To understand how to create compelling compositions in landscape photography, you should first look at the lines in the scene. The lines are the structure of the image and, if you study the classic artists in history, most started their masterpieces by sketching a pen and ink drawing to establish the structure of the painting rather than focusing on the details, which would come later. Where you place the lines in your photograph will determine if you create a successful composition or not.
During my recent workshops in the Peak District and Yorkshire Dales using lines became a major part of many images. One morning, we climbed up overlooking Winnats Pass leading into the Hope Valley. The road through the pass made an ideal leading line coming in from the lower left corner stretching through to the misty valley. At that time of the morning, there was a lot of traffic through the pass with people going to work so I made use of the car lights by exposing just over a minute using a 6-stop ND filter. I made another exposure for the sky and combined these in Lightroom.
One day we hiked up to photograph a gritstone rock formation called the Salt Cellar and along the way there were so many images jumping out at us. An obvious leading line was the footpath, but what caught my eye was the way the clouds mimicked the shape of the path. A polarising filter helped to accentuate the clouds.
On to the Yorkshire Dales. I wanted to take the guys to a location that I photographed back in 1998, mainly because of the S-shaped road and barn, but also to see if it had changed much in that time. It was nice to see the barn was still there. A tight composition concentrating just on the snake-like line moving through the frame ending at the stone barn makes the image. Including anymore of the landscape around it would weaken the composition.
One of the evocative features of the Yorkshire Dales are the trees growing out of the limestone pavement. The much-photographed tree at Malham is an easy subject as it’s just a short walk from the road. Another 4 am rise to get to this location before sunrise was worth it as these clouds drifted over. Unfortunately, they didn’t light up any more than this, but I used the subtle lines of the limestone pavement leading in from the lower left corner of the frame and the line of the illuminated cloud leading to the tree. It helped that from this position, the tree naturally leans into the frame.
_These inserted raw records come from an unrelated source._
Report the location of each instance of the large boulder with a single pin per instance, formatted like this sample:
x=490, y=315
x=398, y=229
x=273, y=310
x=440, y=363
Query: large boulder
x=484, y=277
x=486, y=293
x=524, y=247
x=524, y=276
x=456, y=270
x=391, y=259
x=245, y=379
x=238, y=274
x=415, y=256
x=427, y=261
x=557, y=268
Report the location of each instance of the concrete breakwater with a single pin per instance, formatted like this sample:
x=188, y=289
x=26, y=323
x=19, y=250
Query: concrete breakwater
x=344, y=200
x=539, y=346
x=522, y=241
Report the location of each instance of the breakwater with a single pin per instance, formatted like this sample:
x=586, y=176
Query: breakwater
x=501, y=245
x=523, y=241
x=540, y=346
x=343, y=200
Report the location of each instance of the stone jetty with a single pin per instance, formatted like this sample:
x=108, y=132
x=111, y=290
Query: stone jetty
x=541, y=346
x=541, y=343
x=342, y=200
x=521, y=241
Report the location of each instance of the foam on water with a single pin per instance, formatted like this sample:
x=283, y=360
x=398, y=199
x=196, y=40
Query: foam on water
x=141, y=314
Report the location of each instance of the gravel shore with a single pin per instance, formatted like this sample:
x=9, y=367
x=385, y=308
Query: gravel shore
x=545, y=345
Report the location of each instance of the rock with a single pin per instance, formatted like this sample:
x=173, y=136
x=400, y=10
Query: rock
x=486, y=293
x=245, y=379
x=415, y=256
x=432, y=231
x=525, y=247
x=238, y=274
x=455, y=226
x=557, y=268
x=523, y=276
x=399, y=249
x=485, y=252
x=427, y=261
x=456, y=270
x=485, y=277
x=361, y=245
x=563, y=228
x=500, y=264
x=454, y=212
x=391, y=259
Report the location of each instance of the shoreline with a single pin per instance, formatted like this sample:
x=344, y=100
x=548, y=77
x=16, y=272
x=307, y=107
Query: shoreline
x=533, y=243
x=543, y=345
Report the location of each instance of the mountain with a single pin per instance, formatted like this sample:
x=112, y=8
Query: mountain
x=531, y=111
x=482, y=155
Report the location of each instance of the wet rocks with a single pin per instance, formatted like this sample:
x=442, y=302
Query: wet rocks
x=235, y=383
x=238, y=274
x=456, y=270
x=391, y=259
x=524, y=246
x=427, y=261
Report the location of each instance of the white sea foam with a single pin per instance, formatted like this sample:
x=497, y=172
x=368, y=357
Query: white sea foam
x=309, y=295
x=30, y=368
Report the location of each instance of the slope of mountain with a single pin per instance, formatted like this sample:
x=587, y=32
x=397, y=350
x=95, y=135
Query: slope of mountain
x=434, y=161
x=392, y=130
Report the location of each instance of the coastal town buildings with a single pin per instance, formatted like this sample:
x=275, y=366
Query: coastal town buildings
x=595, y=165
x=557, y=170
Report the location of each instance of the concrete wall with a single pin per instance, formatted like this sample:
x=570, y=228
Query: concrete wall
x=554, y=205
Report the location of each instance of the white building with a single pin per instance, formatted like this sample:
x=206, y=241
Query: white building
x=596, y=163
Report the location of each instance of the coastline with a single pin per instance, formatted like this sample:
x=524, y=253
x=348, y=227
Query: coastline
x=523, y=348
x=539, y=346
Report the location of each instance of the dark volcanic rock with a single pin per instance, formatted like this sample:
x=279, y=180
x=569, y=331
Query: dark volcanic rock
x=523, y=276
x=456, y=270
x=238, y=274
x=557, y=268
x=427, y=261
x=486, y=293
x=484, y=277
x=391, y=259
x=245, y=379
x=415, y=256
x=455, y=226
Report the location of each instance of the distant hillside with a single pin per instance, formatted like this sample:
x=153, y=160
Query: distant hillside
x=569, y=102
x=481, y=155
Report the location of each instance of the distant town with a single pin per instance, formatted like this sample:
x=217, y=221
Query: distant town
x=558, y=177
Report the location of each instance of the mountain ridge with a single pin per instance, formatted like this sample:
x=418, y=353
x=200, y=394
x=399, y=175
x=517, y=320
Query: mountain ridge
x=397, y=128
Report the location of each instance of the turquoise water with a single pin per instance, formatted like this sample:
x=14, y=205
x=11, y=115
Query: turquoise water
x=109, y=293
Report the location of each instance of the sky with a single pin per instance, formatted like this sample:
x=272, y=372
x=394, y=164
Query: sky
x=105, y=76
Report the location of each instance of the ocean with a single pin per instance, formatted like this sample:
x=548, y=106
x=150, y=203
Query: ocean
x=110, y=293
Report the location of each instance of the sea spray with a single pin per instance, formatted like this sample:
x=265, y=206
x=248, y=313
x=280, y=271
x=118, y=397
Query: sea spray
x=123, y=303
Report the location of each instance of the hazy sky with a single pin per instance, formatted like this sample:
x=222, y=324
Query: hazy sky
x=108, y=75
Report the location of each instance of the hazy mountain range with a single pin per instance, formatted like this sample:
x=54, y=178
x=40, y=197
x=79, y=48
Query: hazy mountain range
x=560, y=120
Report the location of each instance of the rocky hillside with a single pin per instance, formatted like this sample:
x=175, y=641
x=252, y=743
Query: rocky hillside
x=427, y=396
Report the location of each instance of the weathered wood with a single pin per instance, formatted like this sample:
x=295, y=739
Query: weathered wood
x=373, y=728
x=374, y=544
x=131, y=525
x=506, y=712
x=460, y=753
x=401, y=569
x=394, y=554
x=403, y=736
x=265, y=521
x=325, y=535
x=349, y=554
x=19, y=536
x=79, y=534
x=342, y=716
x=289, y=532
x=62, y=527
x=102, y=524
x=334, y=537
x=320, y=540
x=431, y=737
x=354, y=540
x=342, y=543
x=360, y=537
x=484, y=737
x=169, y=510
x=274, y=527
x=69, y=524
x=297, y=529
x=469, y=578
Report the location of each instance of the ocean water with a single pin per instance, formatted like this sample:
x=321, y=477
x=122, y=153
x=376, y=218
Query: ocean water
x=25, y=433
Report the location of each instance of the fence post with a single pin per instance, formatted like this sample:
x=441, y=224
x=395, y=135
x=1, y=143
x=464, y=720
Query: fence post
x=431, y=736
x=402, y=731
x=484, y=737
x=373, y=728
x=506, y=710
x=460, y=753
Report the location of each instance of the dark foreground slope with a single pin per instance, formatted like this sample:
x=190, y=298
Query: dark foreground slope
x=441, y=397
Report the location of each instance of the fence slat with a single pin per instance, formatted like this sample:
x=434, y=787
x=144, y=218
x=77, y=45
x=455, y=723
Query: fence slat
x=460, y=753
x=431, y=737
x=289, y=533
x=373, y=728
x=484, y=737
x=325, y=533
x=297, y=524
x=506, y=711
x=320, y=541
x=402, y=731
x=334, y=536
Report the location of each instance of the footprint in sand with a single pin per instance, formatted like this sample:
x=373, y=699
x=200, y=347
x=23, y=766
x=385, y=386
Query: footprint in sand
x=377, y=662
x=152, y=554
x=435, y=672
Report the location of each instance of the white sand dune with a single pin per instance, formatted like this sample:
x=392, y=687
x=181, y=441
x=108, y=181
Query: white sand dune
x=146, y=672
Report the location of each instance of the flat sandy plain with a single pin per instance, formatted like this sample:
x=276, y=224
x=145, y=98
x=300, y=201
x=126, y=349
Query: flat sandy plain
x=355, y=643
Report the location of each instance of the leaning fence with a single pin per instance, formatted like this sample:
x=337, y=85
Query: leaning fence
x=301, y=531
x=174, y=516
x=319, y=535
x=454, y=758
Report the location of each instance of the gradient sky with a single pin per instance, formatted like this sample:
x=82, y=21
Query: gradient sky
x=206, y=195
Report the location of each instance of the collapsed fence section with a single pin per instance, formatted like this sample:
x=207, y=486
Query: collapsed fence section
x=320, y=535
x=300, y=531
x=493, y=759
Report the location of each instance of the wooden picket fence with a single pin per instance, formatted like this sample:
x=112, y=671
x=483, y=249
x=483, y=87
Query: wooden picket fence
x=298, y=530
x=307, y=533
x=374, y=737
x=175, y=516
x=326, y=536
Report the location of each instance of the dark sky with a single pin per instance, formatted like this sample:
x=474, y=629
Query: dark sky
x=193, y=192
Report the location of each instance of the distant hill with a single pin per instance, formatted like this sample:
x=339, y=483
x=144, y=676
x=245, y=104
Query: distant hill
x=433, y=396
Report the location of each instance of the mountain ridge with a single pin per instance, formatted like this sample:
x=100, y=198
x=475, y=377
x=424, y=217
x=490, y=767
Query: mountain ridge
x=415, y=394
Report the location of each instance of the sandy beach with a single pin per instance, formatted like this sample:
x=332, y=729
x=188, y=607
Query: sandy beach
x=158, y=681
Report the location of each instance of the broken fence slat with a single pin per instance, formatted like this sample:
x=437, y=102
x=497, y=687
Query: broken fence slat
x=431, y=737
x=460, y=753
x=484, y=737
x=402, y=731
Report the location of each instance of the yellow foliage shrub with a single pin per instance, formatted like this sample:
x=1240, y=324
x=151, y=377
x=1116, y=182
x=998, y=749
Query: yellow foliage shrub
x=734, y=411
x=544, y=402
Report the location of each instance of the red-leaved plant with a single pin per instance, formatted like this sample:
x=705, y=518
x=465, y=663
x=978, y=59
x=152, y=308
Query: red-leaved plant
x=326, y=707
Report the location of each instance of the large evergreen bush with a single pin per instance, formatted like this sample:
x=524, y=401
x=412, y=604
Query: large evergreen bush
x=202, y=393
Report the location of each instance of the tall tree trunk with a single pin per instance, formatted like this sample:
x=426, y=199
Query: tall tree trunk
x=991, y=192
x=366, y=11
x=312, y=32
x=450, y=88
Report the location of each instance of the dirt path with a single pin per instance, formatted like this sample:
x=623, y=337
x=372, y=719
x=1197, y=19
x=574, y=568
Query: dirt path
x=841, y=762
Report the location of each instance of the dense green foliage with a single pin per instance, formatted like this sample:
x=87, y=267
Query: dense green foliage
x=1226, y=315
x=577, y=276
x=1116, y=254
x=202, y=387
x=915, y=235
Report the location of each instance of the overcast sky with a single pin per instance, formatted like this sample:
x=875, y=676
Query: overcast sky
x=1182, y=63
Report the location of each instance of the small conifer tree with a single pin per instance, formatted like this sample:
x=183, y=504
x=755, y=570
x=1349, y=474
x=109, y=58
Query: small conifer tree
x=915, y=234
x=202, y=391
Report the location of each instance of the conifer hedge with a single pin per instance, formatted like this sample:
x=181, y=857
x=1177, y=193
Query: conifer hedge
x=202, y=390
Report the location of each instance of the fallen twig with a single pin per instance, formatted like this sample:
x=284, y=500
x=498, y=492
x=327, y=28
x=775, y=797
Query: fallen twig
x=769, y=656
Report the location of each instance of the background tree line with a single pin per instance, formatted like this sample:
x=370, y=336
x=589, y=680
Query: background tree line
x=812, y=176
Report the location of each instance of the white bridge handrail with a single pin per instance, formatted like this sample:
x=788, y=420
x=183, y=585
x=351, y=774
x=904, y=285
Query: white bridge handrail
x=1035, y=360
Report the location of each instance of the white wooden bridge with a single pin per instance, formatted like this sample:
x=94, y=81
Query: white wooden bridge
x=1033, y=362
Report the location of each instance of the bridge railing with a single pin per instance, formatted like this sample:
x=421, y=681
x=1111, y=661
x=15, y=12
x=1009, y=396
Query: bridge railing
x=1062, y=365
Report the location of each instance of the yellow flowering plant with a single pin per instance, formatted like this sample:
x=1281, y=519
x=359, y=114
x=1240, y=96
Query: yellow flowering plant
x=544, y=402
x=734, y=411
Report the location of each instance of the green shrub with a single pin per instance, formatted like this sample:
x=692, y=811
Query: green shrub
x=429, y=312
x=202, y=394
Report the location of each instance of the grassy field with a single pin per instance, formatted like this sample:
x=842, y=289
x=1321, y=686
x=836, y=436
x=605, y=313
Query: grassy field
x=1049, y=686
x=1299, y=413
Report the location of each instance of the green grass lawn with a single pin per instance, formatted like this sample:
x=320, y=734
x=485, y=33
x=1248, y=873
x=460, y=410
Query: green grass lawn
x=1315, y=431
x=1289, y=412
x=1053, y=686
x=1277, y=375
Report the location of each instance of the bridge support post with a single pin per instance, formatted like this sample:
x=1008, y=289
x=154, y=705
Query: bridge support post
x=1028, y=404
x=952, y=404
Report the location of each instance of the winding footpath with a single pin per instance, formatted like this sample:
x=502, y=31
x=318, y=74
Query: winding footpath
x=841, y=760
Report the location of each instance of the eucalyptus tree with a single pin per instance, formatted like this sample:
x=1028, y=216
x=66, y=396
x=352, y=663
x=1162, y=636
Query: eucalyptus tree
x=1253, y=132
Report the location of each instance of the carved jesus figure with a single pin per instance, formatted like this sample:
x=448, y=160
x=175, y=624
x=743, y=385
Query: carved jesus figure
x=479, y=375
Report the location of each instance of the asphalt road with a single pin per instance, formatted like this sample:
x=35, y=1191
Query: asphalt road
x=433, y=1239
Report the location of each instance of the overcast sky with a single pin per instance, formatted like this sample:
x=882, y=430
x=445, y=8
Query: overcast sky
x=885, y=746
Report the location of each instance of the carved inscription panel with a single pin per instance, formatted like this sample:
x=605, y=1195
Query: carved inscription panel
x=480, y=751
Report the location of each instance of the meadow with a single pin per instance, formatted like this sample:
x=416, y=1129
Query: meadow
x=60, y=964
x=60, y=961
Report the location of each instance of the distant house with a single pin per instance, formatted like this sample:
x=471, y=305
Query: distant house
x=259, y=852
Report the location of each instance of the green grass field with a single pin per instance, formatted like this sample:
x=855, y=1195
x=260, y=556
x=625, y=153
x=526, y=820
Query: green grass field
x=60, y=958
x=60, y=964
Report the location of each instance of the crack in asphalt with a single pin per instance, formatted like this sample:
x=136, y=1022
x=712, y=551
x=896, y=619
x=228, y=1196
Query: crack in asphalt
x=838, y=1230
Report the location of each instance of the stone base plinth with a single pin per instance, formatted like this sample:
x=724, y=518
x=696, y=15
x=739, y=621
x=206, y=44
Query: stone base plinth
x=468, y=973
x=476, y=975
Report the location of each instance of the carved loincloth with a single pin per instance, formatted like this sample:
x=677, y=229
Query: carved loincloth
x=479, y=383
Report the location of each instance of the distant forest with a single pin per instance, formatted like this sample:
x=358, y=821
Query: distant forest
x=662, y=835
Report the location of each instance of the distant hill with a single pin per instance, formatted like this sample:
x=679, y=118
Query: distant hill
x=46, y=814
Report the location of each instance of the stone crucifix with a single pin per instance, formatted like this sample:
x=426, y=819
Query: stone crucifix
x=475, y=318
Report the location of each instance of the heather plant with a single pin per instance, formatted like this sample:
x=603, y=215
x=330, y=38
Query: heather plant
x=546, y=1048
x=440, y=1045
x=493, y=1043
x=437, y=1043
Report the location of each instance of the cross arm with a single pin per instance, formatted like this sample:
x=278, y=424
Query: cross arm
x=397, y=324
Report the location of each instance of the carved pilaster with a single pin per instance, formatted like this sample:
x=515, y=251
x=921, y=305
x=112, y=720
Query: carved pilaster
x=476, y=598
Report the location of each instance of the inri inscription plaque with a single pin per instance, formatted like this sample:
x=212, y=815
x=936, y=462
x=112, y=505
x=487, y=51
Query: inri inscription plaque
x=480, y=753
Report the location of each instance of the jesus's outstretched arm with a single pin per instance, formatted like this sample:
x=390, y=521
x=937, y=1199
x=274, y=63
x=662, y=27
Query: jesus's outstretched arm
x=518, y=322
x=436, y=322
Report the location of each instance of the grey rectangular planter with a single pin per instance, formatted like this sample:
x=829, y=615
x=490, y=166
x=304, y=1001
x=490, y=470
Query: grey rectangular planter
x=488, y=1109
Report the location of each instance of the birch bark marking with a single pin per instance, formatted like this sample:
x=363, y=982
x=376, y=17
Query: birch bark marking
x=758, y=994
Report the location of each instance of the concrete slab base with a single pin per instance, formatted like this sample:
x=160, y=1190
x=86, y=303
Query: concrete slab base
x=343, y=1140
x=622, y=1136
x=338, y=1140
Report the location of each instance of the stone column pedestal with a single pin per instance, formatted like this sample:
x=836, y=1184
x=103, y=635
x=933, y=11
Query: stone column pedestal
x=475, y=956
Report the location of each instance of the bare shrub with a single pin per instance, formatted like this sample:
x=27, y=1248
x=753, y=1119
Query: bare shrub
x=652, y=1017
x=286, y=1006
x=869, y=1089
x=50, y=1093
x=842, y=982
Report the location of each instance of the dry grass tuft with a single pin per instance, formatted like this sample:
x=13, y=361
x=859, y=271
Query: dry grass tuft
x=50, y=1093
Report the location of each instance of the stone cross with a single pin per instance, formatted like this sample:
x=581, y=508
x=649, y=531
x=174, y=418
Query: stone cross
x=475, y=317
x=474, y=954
A more challenging hike that looks worse than it really is, was the hike to the top of Twistleton Scar near Ingleborough. There are several wind-blown hawthorn trees to choose from, but this was my favourite. I first positioned the sun behind the tree to create a sunburst, but even though the strong lines of the silhouetted tree make a strong image I wanted to create a completely different image by utilising the lines in the clouds. I moved around to the side to capture the beautiful side-lighting using a polarising filter to bring out the lines of the clouds that seem to emanate from the tree. This composition only works by placing the tree in the middle of the frame so the lines are symmetrical.